そんな炎天下に駐車していた車に乗る際、特に危険なのがチャイルドシートです。
今日からできるチャイルドシート対策
乗せる前に「ベルトの金具」を必ず触る
直射日光でカンカンに熱せられたチャイルドシートの金属バックル(金具)は
赤ちゃんの素肌に触れると一瞬で火傷(やけど)をするレベルに達しています。
赤ちゃんを乗せる前に、まずは大人が素手で触って熱くないか必ず確認してください。
駐車中は「白いバスタオル」をかけておく
車を離れる際、チャイルドシートに白いバスタオルや遮光シートをバサッとかけておくだけで、直射日光によるシートや金具の温度上昇をかなり防ぐことができます。
エアコンが効くまでは「乗せない」
車に戻ったら、まずは全ての窓を開けて熱気を逃がし
エアコンを強風にして車内を冷ましましょう。
チャイルドシートの背中部分が冷えたことを確認してから、お子さんを乗せるようにしてください。
当院からのお願い:こんなサインは「熱中症」です!
お出かけ中や帰宅後に、お子さんが以下のような様子を見せたら、熱中症の初期症状かもしれません。

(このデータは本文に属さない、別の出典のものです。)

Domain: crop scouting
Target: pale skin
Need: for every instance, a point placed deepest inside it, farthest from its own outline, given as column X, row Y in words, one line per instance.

- お顔が真っ赤になっている、または異常に汗をかいている
- 体を触ると熱い(お熱がある)
- いつもより不機嫌で泣き止まない、ぐずり方が激しい
- 逆に、うとうとして元気がなく、おっぱいや水分を飲もうとしない
「いつもと様子が違う」と感じたら、すぐに涼しい場所に移動させ、衣服を緩めて首や脇の下を冷やしてください。
水分が摂れない場合や、ぐったりしている場合は、迷わずすぐに当院、または救急医療機関を受診してください。
スタッフのひとりごと:お出かけするだけで100点満点!
夏のお出かけは、ベビーカーの準備をして、乗せる前に車を冷まして、水分を持たせて…と、出発するだけでパパもママも汗だくになってしまいますよね。本当に毎日お疲れ様です。
これだけ気をつけていても、夏の暑さは容赦なく体力を奪っていきます。
お買い物などの用事は、できるだけ気温が上がる前の午前中や、夕方の涼しい時間帯に済ませられると理想的ですね。
「ちょっとそこまでのお散歩」でも、対策に迷ったり、帰宅後のお子さんの体調で心配なことがあれば、いつでもお気軽にご相談ください。
この厳しい暑さを、便利グッズもうまく頼りながら、みんなで安全に乗り切っていきましょう!